Time for holiday anticipation–and what better way to get in the mood than through new picture books devoted to those special days.  We recommend a trio of books for your reading pleasure.  Happy Holidays!

Pete the Cat Saves Christmas by Eric Litwin. Illustrated by James Dean
Fans of Pete the Cat will eagerly reach for this new book–and they’ll be delighted.  It isn’t in the usual Pete the Cat style, though–it’s actually a sweet parody of The Night Before ChristmasIt is like the other books in the series in its clever story and great rhythm.  We love the way Pete fills in for Santa, delivering the gifts in his minibus  sleigh full of toys!  You can listen to the author singing the lyrics  here.


chanChanukah Lights by Michael J. Rosen, Robert Sabuda
This is a beautiful book that shows the historical progression of Hanukkah celebrations around the world.  It provides a nice framework for talking about the origin and spirit of the holiday, and the history and resilience of a people.  In our family, it was a great conversation starter too for discussing the meaning of the holidays (all the holidays that occur at this time of year) – acceptance and taking care of others, which we talked about after the kids asked questions about why the Jewish people had to move so many times.  Kids like to find the one more candle lit on the menorah on each page, and parents will love the poem (that makes up the text of the book).  And everyone will adore the stunning pop-up illustrations, which are complicated and inspiring.  One note of warning: the pop ups aren’t terribly sturdy (due to the intricacies), and in our house, it’s a look-not-touch book for a few more years.

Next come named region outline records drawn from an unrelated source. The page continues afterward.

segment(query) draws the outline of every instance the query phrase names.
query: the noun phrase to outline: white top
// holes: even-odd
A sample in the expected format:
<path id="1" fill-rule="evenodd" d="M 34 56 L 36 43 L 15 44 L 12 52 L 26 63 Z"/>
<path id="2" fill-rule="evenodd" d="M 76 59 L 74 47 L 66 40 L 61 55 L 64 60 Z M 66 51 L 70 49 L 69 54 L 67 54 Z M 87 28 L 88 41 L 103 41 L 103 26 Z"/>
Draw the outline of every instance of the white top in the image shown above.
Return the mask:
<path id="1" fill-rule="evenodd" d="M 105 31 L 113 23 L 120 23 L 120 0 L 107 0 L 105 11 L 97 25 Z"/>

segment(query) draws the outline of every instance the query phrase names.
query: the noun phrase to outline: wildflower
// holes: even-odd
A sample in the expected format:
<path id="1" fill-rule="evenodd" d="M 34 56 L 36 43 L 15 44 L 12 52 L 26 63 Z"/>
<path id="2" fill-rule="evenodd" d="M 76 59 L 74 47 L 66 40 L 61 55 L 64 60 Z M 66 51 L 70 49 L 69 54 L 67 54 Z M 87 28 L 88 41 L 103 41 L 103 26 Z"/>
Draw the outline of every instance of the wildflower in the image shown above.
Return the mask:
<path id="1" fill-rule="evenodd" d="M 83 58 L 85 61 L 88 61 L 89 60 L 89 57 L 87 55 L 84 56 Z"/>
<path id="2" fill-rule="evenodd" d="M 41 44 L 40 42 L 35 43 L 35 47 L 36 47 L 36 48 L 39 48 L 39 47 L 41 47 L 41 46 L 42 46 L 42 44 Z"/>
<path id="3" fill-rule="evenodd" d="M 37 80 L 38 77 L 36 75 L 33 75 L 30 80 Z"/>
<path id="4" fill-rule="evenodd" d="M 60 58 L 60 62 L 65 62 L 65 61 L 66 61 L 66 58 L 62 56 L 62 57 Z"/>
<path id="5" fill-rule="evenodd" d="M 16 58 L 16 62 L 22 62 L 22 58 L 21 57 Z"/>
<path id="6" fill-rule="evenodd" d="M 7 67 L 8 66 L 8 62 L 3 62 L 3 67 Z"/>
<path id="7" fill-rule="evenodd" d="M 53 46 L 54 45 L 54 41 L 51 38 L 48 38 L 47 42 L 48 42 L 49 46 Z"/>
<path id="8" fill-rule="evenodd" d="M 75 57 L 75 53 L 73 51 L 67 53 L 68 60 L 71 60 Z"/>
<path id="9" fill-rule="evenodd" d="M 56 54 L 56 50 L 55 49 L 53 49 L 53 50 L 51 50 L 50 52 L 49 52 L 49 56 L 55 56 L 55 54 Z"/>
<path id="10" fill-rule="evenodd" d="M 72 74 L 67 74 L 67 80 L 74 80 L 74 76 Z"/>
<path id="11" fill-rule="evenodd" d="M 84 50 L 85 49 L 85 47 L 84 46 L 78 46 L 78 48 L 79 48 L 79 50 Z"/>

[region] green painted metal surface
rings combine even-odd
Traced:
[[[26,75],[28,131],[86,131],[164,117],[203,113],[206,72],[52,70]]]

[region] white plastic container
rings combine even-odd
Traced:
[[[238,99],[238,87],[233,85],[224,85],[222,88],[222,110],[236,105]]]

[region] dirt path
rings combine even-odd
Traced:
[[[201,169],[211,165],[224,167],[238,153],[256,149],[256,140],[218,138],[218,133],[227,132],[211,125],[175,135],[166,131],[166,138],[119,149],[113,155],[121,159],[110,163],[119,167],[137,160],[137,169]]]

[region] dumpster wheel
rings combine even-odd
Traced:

Solstice Moon Solstice Sun by Maire Durkan, illustrated by her daughter, Ellen Durkan

Picture books about the Winter Solstice are in short supply for children.  That’s why we were delighted to see this new offering, published by a small press (Brigid’s Hearth Press).  The rhyming text tells the story of Mama Owl  and her Owlet, cozy in their underground den.  Owlet knows his friends are too sleepy to come play with him on this, the shortest day of the year–and he wonders if he will ever see Spring again.  But his mother reassures him:  “Mama nestles him under her wing/’Tonight we start the path toward Spring.'” She weaves a magical story that tells of old English tales of the Holly King, the traditions of the Yule Log, and the joy  of celebrating each turn of “The Wheel of the Year.” The folk art paintings are sure to draw readers in to examine every page.